Un ragazzo alto e magro da far paura, con la fine scritta in faccia e i vestiti neri come la strada che andavo percorrendo.
E quella domanda, mi resi conto, era quella che mi facevo io tutte le volte.
Dove cazzo ero io ? Chi cazzo ero ?.
Ē stato un gioco di carte finito male che mi ha mandato qui togliendomi la possibilità di essere come Mia, una matricola fresca dell'ultimo anno del liceo e pronta ad affrontare il college ?
C'era davvero qualcosa di più dietro quella rincorsa di cui ricordavo più le cadute che le tappe ?.
" Nato e cresciuto nelle strade di Chi" risposi perchè non mi sentivo ancora pronto a rivelarmi, a mostrare i frammenti di quel sogno difeso con lacrime e sangue nella letale follia che mi andava consumando poco a poco.
Mia non sembrò felice della risposta, più che altro spiazzata, questo sicuro, ma anche delusa perché credo si aspettasse qualcosa in più.
Ma chi nasce come me o il vecchio Jack, impara a non fidarsi di nessuno perchè come cazzo fai a farlo quando tutto intorno a te è una voragine di dolore e odio ?.
Eppure non potevo lasciare che finisse così, perchè c'era una voce ed era la stessa che mi aveva ascoltato mentre abbracciavo il mondo con un sguardo e lo maledicevo subito dopo rivolto a un muro sordo di quei lamenti spezzati. Ebbene quella voce mi diceva che non potevo lasciare che diventasse solo una delle tante vite incrociate per questa strada.
" Dai mi faccio perdonare, ti offro un gelato ti va ?" domandai quindi, senza pensare alle parole, ma solo al suono della sua risposta. Era come cavalcare una stella.

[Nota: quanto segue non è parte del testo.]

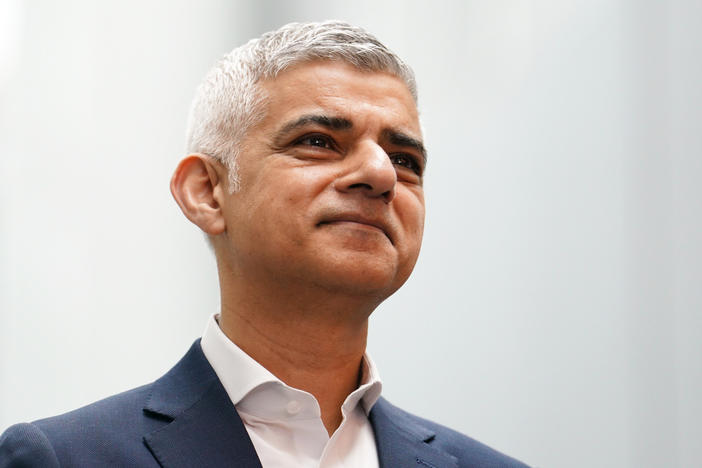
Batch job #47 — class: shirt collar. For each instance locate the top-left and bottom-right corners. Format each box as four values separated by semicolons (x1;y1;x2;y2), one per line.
201;314;382;418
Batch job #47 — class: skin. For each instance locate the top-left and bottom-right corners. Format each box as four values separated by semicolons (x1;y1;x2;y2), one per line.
171;62;425;435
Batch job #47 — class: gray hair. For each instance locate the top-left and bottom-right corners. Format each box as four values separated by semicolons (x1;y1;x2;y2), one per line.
186;21;417;192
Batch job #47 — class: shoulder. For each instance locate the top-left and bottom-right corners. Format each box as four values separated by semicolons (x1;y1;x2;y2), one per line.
0;385;159;468
371;398;527;468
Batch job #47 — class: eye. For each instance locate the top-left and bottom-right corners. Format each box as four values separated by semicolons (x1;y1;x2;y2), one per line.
389;153;422;175
295;135;334;149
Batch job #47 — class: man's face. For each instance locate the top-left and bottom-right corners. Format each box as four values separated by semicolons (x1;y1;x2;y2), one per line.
220;62;425;300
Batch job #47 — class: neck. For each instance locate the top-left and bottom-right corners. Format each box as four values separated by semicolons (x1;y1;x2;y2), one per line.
220;274;375;435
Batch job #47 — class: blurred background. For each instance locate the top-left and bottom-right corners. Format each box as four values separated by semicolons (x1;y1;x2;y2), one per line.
0;0;702;468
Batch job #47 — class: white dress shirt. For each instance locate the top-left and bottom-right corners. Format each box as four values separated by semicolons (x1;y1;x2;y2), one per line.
201;314;382;468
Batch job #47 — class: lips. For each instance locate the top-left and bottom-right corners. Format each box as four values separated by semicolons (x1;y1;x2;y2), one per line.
317;213;394;245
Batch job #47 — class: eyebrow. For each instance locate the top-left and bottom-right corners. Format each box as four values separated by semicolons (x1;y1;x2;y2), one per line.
276;114;427;163
382;129;427;163
278;114;353;135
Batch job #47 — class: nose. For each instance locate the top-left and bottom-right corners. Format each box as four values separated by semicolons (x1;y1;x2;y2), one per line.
335;142;397;203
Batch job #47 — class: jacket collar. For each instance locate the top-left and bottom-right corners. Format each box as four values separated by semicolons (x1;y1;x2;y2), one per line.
144;340;261;468
144;340;457;468
370;397;458;468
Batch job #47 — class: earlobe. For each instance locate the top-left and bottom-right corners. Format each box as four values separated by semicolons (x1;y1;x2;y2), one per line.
171;154;226;236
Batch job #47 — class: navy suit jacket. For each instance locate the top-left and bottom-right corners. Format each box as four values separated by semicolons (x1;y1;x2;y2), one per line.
0;340;525;468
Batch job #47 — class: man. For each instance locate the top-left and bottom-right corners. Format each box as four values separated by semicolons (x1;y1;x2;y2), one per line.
0;22;524;468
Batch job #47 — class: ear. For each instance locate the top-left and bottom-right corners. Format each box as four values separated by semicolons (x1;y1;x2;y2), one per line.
171;154;226;236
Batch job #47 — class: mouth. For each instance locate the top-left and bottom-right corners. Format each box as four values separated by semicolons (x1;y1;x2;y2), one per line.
317;214;395;245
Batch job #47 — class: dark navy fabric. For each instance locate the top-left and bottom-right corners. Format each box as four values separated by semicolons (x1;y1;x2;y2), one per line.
0;340;526;468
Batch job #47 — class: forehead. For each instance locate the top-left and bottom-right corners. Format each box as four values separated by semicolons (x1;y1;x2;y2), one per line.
260;61;421;137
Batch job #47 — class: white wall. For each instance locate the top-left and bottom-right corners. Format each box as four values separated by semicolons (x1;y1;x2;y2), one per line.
0;0;702;467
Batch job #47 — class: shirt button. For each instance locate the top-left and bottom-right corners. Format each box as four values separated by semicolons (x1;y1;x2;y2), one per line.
285;400;302;416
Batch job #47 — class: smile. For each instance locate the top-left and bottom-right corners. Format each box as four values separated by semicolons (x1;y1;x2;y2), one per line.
317;216;394;245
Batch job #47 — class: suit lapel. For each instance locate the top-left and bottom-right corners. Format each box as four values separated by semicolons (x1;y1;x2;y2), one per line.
370;398;458;468
144;340;261;468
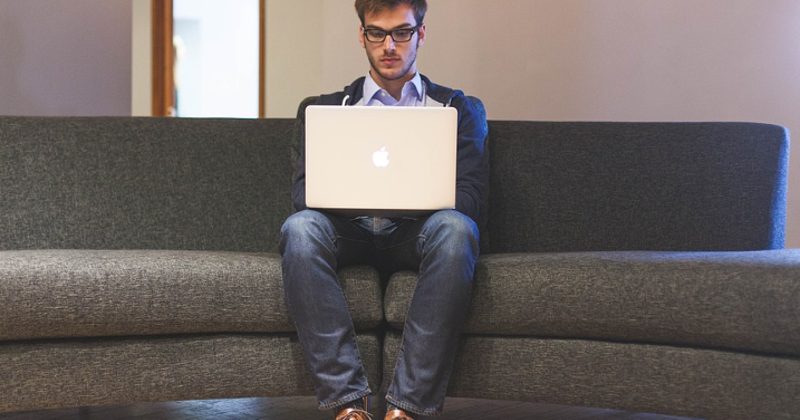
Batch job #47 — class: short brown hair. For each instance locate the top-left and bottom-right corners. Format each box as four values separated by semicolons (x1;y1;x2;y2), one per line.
356;0;428;25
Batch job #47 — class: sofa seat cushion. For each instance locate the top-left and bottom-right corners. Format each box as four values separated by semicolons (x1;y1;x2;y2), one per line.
0;250;383;340
384;250;800;356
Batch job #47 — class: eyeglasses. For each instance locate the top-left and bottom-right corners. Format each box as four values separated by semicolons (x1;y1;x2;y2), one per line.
361;26;419;43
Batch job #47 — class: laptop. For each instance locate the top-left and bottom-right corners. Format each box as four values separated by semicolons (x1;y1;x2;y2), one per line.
305;105;458;215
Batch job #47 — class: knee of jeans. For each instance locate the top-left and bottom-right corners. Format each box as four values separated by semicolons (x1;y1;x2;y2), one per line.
280;210;333;252
426;210;480;254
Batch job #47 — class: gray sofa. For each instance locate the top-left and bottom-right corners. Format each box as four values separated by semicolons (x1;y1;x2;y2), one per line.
0;117;800;419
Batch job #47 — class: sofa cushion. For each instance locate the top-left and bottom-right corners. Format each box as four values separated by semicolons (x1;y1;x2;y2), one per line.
0;333;382;419
0;250;383;340
385;250;800;356
0;117;296;252
488;121;789;253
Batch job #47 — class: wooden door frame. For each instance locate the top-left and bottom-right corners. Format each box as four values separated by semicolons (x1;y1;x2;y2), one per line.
152;0;267;118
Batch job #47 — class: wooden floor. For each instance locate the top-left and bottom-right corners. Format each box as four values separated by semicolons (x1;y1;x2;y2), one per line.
0;397;700;420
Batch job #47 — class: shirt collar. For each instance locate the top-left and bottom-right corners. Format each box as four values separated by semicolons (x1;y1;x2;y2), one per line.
364;72;423;104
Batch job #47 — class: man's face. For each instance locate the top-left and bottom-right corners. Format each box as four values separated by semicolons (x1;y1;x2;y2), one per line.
359;4;425;85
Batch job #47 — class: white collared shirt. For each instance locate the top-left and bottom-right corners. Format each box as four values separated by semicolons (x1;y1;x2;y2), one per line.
359;72;425;106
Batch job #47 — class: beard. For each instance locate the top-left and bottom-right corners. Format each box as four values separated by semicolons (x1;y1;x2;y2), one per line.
367;42;419;81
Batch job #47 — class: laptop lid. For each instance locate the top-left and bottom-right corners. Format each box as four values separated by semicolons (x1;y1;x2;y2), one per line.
305;105;458;213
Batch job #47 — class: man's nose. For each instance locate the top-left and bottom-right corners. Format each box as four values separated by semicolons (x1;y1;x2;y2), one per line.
383;34;397;51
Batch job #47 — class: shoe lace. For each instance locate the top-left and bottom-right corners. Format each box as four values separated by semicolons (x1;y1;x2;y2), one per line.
337;408;372;420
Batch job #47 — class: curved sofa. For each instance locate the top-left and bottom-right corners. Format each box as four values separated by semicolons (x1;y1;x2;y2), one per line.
0;117;800;419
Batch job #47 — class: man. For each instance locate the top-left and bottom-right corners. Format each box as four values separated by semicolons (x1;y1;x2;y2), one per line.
280;0;489;420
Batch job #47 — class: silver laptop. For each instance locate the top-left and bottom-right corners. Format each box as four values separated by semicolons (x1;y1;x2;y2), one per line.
305;106;458;214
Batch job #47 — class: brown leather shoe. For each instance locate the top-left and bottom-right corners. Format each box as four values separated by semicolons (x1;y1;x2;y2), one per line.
383;408;414;420
334;397;372;420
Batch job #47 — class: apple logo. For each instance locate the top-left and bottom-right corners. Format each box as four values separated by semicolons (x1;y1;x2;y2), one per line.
372;146;389;168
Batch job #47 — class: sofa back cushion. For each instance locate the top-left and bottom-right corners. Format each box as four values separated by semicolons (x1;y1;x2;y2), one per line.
484;121;788;252
0;117;296;251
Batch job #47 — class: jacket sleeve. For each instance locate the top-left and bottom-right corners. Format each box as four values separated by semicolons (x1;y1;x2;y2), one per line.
453;96;489;226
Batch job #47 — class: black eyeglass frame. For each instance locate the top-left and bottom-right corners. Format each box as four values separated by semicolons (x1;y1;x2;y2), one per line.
361;25;422;44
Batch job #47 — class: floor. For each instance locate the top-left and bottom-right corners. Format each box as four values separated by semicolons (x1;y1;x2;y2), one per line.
0;397;700;420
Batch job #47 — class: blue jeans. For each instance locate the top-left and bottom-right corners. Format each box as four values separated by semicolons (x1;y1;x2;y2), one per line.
280;210;479;415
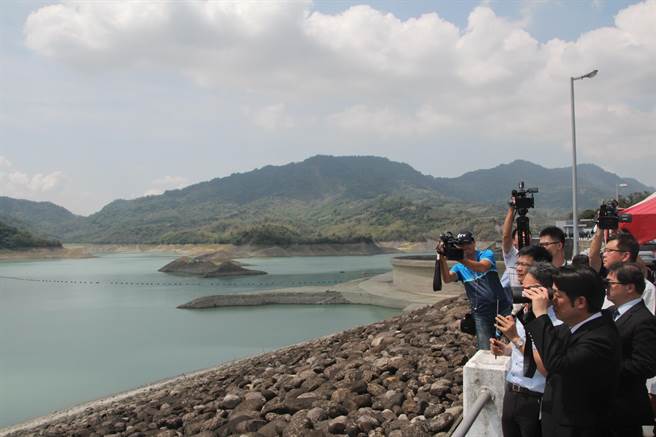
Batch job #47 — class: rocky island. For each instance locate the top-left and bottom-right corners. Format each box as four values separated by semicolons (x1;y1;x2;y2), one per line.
5;297;476;437
159;255;266;278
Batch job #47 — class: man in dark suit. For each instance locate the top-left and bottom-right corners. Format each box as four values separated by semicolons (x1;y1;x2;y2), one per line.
606;262;656;437
524;266;621;437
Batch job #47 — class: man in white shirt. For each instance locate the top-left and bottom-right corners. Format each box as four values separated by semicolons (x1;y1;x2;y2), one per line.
490;260;562;437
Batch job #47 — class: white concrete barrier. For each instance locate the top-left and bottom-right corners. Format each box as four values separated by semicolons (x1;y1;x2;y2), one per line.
463;351;510;437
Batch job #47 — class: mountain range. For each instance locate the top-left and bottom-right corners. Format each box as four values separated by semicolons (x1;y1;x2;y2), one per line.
0;155;653;244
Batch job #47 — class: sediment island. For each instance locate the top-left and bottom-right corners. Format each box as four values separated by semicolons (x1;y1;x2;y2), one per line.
178;290;352;309
6;296;476;437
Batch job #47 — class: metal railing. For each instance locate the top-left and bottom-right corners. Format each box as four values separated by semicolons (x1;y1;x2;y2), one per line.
452;387;494;437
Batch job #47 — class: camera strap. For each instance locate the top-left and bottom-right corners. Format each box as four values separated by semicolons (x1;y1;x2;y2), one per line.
433;253;442;291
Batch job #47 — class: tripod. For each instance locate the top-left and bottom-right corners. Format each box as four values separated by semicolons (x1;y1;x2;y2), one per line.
517;208;531;249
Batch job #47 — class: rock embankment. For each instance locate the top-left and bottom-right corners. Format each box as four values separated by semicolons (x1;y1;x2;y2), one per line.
178;291;351;309
159;256;266;278
3;297;475;437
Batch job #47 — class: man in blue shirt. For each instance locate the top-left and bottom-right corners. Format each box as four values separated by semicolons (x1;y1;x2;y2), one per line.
437;231;512;349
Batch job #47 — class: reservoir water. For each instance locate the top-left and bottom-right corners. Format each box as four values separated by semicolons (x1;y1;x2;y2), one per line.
0;254;398;428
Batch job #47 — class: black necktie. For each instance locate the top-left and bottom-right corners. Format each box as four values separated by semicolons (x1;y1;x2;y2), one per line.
517;308;538;378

Sembra tutto stupendo fino a quando non cadi e ti sfracelli a terra con la potenza di un meteorite.
O resti sospeso in quell'immenso eterno e lucente.
Mi aspettavo che mi dicesse no, che ridesse, che se ne andasse portando con sé quella storia buffa di un ragazzo barbone che le aveva chiesto di uscire per raccontarla agli amici mentre buttavano giù un bicchierino e ridevano, ardenti di una felicità imperfetta che avrei voluto toccare anche io.
Invece la stella riuscì a prendermi prima che cadessi e tornai a volteggiare in quel magico tappeto di luci fuggenti e albe infinite.
" Non è mia abitudine accettare inviti da ragazzi che conosco da tipo cinque minuti, ma faccio un'eccezione perchè mi piaci" rispose sorridendo di nuovo, " E non è mia abitudine saltare addosso a ragazze che conosco da poco." ribattei e stavolta rise. E ognuno di quei suoni fu una melodia nuova per me.
Perché era un frammento di paradiso in quell'inferno nel quale stavo affondando.